I was hoping someone could help me get a the silhouette visualizer to work/show, without having to pass the model.
Under their documentation the following must be supplied:
# Instantiate the clustering model and visualizer
model = KMeans(5, random_state=42)
visualizer = SilhouetteVisualizer(model, colors='yellowbrick')

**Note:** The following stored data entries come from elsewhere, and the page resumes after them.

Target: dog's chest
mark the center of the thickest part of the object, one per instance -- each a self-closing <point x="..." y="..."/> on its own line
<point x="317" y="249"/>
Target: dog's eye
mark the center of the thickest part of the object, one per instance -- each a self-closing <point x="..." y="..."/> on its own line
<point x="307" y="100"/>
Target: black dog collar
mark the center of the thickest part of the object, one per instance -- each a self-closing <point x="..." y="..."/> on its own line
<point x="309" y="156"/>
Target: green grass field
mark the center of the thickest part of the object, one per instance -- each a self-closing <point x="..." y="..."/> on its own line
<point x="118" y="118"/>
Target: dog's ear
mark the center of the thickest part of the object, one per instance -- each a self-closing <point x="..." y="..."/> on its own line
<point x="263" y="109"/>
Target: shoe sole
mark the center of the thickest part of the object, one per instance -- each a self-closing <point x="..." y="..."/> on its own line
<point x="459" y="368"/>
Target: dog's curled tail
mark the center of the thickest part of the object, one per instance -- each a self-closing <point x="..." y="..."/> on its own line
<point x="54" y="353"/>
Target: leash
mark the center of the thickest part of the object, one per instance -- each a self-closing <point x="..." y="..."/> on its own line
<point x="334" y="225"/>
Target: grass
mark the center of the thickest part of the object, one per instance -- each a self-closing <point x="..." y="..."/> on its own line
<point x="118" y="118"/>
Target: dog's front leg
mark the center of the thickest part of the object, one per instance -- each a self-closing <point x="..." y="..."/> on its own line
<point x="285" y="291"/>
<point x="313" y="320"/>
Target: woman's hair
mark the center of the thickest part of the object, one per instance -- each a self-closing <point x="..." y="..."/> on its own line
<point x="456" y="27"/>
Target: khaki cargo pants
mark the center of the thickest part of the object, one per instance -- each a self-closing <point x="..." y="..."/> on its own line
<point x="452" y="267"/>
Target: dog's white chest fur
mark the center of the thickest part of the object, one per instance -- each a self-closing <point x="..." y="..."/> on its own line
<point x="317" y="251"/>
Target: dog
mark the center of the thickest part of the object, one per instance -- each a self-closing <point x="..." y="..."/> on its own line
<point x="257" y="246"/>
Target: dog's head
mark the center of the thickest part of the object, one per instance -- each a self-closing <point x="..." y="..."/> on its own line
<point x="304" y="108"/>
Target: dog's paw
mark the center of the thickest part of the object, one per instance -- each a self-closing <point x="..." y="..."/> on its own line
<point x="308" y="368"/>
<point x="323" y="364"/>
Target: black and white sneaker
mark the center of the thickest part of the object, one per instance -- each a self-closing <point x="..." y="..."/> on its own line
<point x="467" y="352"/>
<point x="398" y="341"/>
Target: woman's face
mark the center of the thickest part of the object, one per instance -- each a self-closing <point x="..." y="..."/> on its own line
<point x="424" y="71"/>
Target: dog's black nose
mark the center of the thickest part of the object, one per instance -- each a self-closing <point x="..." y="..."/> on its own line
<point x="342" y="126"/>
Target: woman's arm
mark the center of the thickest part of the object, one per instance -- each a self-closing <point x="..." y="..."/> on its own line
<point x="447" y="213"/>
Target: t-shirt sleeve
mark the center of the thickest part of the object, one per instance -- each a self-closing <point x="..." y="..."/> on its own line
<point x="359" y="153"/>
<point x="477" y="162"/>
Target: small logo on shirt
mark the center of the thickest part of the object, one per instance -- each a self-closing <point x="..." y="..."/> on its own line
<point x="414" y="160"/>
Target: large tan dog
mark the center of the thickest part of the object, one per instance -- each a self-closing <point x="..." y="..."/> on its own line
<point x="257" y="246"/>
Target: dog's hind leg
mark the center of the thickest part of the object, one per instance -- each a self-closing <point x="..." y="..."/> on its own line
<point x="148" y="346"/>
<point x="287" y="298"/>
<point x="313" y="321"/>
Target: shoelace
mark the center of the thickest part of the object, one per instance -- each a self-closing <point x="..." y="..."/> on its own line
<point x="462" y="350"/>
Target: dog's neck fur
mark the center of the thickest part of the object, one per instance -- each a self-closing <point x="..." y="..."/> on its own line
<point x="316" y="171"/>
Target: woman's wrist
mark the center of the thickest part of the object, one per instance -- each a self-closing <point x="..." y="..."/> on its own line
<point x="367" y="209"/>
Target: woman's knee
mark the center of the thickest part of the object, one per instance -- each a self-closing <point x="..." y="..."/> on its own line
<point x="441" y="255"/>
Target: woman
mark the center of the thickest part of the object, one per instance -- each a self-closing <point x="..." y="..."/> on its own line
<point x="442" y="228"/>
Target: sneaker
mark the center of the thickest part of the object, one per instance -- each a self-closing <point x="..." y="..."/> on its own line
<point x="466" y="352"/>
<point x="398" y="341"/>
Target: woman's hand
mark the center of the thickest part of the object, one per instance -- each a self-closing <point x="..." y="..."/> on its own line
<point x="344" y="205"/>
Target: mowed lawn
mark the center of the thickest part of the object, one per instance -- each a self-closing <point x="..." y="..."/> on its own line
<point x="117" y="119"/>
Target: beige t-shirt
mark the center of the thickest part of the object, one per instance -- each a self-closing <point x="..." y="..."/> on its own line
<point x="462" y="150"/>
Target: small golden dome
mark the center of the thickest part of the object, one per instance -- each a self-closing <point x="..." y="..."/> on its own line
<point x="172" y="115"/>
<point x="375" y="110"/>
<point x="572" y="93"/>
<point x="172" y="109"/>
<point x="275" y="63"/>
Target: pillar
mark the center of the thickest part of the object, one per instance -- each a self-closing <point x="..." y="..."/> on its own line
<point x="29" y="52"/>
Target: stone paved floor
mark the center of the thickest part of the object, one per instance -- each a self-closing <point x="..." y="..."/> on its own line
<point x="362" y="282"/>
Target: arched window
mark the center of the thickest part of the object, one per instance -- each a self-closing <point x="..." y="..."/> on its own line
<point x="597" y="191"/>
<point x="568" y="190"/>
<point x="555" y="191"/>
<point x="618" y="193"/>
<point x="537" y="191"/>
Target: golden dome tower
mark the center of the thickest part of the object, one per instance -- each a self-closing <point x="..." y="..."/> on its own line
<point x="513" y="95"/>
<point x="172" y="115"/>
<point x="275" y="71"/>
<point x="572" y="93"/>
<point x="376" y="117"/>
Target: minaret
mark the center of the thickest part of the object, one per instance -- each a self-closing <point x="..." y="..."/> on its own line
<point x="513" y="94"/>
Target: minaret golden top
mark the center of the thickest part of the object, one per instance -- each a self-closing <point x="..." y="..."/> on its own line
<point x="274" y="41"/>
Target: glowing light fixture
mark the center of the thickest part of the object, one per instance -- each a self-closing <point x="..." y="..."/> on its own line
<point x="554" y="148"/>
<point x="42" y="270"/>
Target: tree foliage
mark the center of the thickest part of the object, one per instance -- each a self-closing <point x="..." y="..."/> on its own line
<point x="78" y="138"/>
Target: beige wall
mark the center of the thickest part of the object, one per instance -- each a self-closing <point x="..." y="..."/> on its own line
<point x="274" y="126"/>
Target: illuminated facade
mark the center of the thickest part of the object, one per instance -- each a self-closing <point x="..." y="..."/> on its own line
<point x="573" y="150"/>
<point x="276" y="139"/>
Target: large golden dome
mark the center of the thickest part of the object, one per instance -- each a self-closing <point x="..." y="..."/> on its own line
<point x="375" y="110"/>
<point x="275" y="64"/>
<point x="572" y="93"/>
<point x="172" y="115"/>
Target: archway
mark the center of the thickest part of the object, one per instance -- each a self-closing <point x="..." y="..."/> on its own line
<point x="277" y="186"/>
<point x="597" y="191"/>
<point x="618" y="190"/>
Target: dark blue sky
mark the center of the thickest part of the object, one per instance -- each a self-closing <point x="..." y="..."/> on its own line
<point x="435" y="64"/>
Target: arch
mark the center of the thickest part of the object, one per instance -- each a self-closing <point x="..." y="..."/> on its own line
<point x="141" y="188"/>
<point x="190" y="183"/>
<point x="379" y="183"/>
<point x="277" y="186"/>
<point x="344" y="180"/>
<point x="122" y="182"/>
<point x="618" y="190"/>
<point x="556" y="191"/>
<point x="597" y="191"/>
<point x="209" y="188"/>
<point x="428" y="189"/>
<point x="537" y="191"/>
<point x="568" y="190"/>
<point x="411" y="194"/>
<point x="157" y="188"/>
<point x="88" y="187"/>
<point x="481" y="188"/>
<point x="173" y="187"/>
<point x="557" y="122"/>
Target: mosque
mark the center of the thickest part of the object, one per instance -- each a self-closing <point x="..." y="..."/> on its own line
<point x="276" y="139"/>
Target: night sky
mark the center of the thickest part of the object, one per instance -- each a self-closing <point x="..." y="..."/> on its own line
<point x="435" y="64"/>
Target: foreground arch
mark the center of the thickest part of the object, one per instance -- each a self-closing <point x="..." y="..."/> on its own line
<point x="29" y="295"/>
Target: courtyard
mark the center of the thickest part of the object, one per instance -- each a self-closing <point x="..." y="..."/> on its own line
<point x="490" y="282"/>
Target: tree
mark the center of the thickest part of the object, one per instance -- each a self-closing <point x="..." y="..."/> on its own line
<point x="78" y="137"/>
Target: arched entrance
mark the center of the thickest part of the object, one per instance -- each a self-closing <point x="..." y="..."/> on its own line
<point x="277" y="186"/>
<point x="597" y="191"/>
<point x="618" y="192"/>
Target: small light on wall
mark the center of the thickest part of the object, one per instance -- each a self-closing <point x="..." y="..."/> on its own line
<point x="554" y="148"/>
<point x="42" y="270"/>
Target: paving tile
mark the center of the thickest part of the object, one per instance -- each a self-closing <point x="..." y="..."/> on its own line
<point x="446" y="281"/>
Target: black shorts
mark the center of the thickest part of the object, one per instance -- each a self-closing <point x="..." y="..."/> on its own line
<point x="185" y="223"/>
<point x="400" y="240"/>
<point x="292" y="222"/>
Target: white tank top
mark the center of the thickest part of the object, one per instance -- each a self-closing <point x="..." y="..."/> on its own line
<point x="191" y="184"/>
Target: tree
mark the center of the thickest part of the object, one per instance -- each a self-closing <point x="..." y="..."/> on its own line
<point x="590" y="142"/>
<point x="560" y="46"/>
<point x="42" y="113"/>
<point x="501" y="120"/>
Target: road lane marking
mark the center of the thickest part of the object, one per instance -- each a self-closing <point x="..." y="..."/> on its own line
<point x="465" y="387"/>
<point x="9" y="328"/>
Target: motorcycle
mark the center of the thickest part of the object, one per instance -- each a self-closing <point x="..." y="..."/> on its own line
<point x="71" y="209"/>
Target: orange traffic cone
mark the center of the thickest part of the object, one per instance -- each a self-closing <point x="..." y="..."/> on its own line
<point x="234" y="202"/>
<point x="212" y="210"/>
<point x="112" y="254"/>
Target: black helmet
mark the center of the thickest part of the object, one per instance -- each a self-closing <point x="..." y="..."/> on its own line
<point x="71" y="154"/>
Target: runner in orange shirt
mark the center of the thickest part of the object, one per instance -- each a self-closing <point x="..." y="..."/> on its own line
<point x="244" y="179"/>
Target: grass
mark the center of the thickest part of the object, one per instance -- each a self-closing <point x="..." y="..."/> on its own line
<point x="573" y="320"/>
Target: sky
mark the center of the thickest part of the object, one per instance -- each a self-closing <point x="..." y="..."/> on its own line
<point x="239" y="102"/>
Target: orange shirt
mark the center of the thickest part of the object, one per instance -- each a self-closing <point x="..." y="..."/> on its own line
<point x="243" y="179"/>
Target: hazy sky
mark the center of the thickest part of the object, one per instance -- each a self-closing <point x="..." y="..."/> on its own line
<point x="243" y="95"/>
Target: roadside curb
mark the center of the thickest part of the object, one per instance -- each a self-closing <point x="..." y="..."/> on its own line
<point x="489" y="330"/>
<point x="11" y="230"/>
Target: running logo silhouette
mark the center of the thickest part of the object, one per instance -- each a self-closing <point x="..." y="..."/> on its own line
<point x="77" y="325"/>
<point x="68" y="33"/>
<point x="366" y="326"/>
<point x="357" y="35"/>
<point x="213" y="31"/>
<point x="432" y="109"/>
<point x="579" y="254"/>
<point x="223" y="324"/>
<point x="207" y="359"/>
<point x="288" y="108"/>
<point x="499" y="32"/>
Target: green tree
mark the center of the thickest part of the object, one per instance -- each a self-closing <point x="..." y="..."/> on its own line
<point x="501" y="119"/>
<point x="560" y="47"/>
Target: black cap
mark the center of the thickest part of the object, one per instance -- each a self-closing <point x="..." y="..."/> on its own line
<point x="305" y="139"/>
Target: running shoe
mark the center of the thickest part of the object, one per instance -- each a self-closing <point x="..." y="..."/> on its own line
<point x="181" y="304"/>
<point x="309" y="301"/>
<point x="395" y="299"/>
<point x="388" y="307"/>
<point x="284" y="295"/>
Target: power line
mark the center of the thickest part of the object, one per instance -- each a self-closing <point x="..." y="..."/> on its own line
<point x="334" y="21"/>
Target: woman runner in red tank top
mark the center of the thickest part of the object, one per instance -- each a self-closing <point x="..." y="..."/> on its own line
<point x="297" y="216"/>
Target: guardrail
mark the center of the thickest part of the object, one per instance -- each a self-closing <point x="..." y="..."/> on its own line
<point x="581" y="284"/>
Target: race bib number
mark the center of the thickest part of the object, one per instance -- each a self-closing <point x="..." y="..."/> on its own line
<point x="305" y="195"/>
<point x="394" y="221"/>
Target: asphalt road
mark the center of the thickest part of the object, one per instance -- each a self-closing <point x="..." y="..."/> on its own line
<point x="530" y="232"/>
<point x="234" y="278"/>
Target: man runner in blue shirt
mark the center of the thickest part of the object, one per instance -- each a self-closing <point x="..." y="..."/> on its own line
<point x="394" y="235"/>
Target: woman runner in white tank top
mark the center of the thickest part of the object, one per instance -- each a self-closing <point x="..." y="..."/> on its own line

visualizer.fit(X) # Fit the data to the visualizer
visualizer.show() # Finalize and render the figure
and I was hoping to not have to pass the model, but skip to the draw function, where I only need to pass the labels and data for the visualization to run.
Here is what I tried:
from sklearn.metrics import silhouette_score as sc
from yellowbrick.cluster import SilhouetteVisualizer
k = 2
data = bc_sv
labels = bc_best_labels
title = f"bc_{k}_silhouette_method_plots.png"
score = sc(data, labels, metric='euclidean')
print('Silhouetter Score: %.3f' % score)
visualizer = SilhouetteVisualizer.draw(data, labels)
visualizer.finalize()
visualizer.ax.set_xlabel('Silhouette Coefficient Values', fontsize=20)
visualizer.ax.set_ylabel('Cluster Labels', fontsize=20)
visualizer.fig.tight_layout()
visualizer.fig.show()
but I get the error:
color_kwargs = {"n_colors": self.n_clusters_} AttributeError: 'numpy.ndarray' object has no attribute 'n_clusters_'
And this is probably because I cannot simply call the draw function from the visualizer, so I need some help trying to work around that.